Mit unserem „Aufbauplan 2032+“ geben wir unser bestes diesen bis 2032 soweit wie möglich abzubauen. Beschaffungen nehmen eine gewisse Zeit in Anspruch, und man kann die Versäumnisse der Vergangenheit nicht von einem Tag auf den anderen aufholen. Aber natürlich darf es 2032 nicht aufhören, darum steht beim Aufbauplan auch ein „Plus“ dabei. Aber vorerst ist wichtig, dass es im Gesetz drinnen steht. Jetzt wird eines nach dem anderen umgesetzt in den drei Bereichen: Mobilität, Schutz und Bewaffnung für unsere Soldaten und natürlich die gesamte Kasernen-Infrastruktur – die bringen wir wieder auf Vordermann.

Wie viel Geld hätten Sie den gerne im nächsten Budget?

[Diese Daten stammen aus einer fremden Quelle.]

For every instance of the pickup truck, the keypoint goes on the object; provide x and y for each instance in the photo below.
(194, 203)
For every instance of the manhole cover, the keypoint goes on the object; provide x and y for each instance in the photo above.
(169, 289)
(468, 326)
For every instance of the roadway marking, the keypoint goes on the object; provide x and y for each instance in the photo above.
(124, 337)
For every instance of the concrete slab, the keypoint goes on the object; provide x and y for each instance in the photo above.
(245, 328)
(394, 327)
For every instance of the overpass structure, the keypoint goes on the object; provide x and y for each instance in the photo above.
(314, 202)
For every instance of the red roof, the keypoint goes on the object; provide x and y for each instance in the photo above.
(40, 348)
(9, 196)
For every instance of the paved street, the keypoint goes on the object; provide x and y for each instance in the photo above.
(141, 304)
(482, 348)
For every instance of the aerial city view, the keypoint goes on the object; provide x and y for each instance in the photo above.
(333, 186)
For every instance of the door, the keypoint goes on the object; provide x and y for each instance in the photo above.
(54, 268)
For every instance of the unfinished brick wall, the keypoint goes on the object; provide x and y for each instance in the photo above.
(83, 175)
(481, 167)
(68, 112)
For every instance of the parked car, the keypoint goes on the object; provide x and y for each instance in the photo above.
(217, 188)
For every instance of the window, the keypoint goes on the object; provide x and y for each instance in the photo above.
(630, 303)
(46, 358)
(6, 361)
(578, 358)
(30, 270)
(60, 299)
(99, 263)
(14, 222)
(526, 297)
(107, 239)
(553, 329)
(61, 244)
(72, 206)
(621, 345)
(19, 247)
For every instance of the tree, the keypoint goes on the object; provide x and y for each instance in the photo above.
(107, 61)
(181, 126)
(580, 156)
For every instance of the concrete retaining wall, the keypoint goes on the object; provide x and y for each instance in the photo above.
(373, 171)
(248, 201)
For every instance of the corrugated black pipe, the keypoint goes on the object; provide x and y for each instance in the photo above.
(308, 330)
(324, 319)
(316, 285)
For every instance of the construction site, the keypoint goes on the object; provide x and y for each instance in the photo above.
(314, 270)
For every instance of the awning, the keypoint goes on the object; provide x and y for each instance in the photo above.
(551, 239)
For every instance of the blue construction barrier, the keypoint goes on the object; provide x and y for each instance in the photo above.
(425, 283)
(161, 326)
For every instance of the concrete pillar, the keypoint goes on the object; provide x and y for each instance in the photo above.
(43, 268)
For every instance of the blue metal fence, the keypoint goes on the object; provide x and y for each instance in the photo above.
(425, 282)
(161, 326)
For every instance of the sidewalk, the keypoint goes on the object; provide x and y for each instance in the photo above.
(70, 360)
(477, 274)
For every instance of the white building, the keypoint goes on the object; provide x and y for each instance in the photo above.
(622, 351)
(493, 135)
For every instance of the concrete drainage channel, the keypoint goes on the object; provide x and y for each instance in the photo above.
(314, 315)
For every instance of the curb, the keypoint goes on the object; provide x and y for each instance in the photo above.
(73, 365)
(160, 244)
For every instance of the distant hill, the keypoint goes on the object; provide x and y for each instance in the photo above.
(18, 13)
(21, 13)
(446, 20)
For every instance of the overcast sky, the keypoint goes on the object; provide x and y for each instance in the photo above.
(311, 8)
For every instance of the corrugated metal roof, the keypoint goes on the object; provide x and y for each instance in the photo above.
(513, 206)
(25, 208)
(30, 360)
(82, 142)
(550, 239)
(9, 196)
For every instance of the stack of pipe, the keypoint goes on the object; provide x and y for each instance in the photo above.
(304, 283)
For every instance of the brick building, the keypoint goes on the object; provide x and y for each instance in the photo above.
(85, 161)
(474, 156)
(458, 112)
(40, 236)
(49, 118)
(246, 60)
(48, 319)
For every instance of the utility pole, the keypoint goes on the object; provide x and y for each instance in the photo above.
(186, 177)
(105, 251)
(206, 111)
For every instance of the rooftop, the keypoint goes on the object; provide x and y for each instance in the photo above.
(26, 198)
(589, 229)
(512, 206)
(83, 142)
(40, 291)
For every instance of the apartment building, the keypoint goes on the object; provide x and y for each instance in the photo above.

Es kann natürlich immer mehr sein, aber es ist das historisch größte Budget. Und was noch viel wichtiger ist: Mit diesem gesetzlichen Aufbauplan haben wir Planungssicherheit. Es war ja in der Vergangenheit oft so, dass etwas versprochen worden ist, aber nicht in Gesetz gegossen wurde. Diese „Mission Vorwärts“ wird ein Versäumnis nach dem anderen aufholen.

Mit Hörsching ist in OÖ auch ein wichtiger Luftstützpunkt. Wie schaut es mit der Nachfolge der Saab-Trainingsjets und der Hercules aus?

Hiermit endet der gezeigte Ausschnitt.